The National Security Council () is the advisory and coordinating body of the Government for national defence, security system, emergency response system and other issues of national security. Prime Minister is ex officio president of the Council.

In the case of war or emergency, the Council becomes National Executive Staff of Defence (Slovenian: Državni operativni štab za obrambo).
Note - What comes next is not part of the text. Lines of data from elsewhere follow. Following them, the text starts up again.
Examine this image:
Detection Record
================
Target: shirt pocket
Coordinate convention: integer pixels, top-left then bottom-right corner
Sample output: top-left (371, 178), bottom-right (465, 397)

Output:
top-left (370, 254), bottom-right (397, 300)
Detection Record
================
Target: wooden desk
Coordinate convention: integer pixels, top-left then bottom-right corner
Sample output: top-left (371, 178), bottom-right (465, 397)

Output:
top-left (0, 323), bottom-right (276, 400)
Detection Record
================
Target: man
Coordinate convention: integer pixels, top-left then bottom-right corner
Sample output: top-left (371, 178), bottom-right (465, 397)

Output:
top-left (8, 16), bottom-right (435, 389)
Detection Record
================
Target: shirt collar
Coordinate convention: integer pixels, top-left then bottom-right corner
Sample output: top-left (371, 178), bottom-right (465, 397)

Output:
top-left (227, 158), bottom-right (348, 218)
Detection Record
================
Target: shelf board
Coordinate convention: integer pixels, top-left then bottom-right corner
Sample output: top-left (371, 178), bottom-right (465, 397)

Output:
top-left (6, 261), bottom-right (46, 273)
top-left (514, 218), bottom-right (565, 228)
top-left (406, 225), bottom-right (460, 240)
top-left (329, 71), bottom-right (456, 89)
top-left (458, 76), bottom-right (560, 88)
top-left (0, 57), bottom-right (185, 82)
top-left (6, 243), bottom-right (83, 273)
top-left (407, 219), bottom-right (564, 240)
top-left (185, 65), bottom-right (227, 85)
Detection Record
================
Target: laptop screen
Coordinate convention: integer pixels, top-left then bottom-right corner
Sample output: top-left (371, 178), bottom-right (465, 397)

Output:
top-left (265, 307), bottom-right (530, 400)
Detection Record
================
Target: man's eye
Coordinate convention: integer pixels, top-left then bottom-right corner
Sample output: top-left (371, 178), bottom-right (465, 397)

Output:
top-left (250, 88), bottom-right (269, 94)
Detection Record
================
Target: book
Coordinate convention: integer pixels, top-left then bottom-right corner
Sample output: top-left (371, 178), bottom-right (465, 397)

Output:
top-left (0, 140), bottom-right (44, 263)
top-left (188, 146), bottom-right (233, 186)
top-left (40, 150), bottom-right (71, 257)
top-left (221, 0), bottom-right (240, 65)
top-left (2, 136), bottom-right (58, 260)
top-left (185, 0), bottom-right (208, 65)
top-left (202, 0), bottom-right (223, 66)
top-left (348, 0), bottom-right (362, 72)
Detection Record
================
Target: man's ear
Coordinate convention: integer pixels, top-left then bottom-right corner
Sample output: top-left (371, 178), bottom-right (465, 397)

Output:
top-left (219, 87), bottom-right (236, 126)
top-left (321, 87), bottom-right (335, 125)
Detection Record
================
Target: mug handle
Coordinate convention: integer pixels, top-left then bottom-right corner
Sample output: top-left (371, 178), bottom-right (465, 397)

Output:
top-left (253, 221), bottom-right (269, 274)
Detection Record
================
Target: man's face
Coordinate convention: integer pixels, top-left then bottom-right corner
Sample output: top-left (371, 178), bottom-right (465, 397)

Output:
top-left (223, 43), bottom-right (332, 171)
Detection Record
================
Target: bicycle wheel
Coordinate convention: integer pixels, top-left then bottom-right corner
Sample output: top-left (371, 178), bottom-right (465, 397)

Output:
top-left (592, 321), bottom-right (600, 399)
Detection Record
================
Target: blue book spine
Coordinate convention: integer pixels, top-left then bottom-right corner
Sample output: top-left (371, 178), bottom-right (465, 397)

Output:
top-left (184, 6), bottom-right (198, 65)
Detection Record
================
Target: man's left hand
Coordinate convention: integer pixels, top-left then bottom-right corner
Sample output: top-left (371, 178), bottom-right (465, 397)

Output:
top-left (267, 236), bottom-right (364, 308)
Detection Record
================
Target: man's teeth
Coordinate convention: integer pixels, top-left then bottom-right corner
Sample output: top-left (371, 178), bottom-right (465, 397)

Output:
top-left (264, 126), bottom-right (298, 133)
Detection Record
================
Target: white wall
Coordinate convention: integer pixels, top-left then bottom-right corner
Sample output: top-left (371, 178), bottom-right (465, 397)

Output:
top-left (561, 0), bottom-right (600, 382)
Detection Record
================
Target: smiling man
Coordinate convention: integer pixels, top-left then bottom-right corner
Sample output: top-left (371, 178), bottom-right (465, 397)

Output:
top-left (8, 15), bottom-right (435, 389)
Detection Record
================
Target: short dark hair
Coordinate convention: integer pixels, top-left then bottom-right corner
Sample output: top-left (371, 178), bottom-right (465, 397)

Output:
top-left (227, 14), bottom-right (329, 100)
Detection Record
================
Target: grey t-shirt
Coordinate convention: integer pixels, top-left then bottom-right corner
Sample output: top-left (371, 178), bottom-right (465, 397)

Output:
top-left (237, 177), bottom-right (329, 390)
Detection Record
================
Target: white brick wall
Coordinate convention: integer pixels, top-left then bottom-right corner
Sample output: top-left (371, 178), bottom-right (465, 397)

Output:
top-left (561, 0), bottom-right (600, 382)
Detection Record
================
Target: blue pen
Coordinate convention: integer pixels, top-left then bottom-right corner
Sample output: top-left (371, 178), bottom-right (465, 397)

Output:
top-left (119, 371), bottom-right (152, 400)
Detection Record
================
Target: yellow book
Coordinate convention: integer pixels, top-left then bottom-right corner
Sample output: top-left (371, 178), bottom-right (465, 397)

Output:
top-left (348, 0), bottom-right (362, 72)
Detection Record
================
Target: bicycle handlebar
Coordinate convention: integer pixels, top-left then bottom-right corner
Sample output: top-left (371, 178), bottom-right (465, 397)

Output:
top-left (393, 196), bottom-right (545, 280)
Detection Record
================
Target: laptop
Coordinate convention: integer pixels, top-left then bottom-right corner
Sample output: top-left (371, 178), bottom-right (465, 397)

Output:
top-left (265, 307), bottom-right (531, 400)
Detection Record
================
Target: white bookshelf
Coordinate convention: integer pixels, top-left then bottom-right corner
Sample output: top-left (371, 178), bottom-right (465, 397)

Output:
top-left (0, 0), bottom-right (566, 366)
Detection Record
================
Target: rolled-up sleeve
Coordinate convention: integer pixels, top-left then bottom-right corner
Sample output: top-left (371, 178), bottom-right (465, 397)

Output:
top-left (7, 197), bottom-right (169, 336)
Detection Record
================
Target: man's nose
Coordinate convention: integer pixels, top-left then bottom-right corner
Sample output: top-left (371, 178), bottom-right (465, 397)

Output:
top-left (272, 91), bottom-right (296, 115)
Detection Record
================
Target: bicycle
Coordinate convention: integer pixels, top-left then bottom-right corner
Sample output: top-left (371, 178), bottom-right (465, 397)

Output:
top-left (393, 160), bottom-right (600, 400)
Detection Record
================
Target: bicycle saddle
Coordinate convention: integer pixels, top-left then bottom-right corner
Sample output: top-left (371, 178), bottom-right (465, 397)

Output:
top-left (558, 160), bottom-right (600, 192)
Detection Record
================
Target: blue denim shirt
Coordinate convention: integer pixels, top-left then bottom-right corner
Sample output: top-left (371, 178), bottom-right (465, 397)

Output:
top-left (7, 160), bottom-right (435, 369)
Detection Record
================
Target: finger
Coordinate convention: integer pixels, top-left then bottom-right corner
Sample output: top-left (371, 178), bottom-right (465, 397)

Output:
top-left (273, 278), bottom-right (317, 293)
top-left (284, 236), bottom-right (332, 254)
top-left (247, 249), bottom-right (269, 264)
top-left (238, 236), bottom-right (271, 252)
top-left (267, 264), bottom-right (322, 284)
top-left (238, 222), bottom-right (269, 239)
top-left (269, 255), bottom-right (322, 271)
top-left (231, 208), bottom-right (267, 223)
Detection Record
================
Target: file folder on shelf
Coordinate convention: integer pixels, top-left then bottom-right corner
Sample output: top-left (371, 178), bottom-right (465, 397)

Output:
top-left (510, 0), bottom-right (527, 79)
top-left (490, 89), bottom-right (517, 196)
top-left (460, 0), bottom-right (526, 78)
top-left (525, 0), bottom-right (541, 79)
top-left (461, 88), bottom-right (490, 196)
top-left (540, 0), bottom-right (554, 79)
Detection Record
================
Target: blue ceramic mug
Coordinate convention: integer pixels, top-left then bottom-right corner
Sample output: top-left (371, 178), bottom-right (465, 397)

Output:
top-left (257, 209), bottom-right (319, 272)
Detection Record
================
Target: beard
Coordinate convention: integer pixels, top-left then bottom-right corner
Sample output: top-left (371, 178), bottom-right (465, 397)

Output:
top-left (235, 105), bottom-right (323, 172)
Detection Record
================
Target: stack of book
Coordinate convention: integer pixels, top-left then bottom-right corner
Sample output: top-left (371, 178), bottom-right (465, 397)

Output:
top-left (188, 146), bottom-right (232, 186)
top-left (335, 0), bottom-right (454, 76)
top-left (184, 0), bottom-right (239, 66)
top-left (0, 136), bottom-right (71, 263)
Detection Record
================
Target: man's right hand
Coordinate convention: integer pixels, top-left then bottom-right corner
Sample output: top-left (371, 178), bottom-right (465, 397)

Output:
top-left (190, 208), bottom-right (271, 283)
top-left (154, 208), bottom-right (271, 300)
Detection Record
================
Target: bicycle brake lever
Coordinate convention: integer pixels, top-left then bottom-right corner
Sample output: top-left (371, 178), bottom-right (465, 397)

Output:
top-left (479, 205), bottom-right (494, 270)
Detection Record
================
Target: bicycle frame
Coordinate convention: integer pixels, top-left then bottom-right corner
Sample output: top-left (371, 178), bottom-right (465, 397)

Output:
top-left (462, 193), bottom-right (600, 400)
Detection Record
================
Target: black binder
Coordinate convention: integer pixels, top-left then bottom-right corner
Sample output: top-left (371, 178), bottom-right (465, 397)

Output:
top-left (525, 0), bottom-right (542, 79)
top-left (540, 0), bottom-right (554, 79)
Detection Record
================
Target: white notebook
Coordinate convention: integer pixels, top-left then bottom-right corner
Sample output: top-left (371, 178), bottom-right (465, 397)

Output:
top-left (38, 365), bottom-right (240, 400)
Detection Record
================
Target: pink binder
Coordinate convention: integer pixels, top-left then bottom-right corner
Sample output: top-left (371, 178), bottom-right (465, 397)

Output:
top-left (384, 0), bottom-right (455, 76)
National Centre for Crisis Management of the Republic of Slovenia (within Ministry of Defence) provides administrative and technical support for the Council, Secretariat and Secretariat Executive Group.

Members 
On 16 March 2020 14th Government changed Decree on National Security Council (Odlok o Svetu za nacionalno varnost) and excluded Director of Slovenian Intelligence and Security Agency from the Council. Ministers of Defence, Infrastructure, Justice are no longer members ex officio. Deputy Prime Minister are now members ex officio. Even though Minister of Defence is no longer member of the Council, current minister Matej Tonin is member as he is also a Deputy Prime Minister. Composition of the Secretariat changed as well. State secretaries in the ministries of the Interior, Defence, Finance, Justice and Infrastructure, Director of the Information Security Administration, Director of the Government Office for the Protection of Classified Information, Director of the Government Office of Legislation  and national coordinators for the Prevention of Terrorism and Violent Extremism and for the Prevention of Radicalization are no longer members. Secretariat Executive Group was abolished as well.

Secretariat of the Council 
Secretariat coordinates actions of the Council and preparations for its sessions.